The microbolometer temperature is modified by temperatures above -273C - the IR is focussed by the germanium lens onto each part of the array. The temperature of the bolometer is then converted to a video signal. This can therefore show a difference between the bolometer with focussed ir from an object at -20c and the bolometer at -273C DESPITE the fact the array is at 20C.
The lense does not focus cold rays!
The stuff on my blog shows photos/videos taken with a room temperature microbolometer array. This includes sky photos showing temperatures down to -40C (the camera limit) together in the same frame as a temperature of  -1. All measured to an accuracy of +-2C with a sensitivity of 0.03C
(note that as ambient changes the array is calibrated by viewing a isothermal plate rather than the image required)
If cold objects did not add energy to a warm object then this sort of camera would not work. (note that it does not cause warming it slows cooling.) There are no cool rays to focus onto the array so it has to be IR.
The difference between bolometers and thermopiles is large. bolometers are used for arrays as these can be processed like silicon semiconductors. But in essence the physics is similar.a sensor temperature is modified by the IR falling on it (from any thing above -273C) and this is referenced to a measured internal temperature.
I agree that the accuracy of the PIR is not good about 5w/sqm at 300W/sqm i.e. about 2% but saying this negates any measurements seems over the top.

Transmission properties of germanium used in IR camera lenses.

Some stuff from the BBs
thefordprefect says:

Your comment is awaiting moderation.

2013/03/26 at 6:53 AM

Joseph E Postma says: 2013/03/25 at 7:21 PM

When these devices detect “cool”, it is a LACK of signal that they detect, a “negative voltage”.


Look at the drawing for a bolometer. There is an IR absober. It has IR only focussed on it (the camera lens is made from germanium – which is opaque to visible light – I have added the transmission property to the post indexed above). The IR absober temperature is measured and the this value is output to the video processor.

Can you please explain what you mean by “detect cool” I keep stressing there are no cool rays there is only Thermal radiation (between 2u and 15um) that can get through the lens. This thermal energy adds to the energy from the ambient conditions and changes the temperature of the IR absorber – a -273C temperature adds no energy, a -20C adds more and the absorber warms above the temperature that would have occurred at -273C. a source of 1500C (within the range of the cameras calibrated sensitivity) adds even more energy so the absorber is warmer still.

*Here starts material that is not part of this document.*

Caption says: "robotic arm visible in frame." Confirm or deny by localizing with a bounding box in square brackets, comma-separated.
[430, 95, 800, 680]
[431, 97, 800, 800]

Whatever the temperature of the object that is focussed on the absorber (above -273C) energy is added to it and its temperature rises (it is not that -273C cools the object because that would require cooling rays to be focussed)

And I LOVE this one on science of doom page


The chicken wire has emissivity eps as is indicated.

Please read the article before asking questions.

As concerns your second question, you should read Claes Johnson.

I will tell it to you in simple language.

There are two kind of radiations, the informative one, and the heavy artillery , radiation which carries calories.

The information radiation is used in

infrared camera’s, IR remote thermometers,pyrgeometers and indeed two plates telling each other which one is the warmest.

It is two way traffic.

In case of the two plates the information radiation is a traffic light, and enables nature to obey the second law andto send the second heavy artillery with calories from the warmer plate to the colder one!

Therefore in the paper I insist that SB is always written for a pair, with two temperatures. In fact also emission from temperature T to temperature zero K is a pair, q=sigma*(T^4-zerok^4) which is usually written in abreviated form since zeroK^4=0!.

If this matter interests you, go to the blogs of Johnson, where you can read historical phrases by Planckton and by Einstein that indeed they were not happy with the quanta!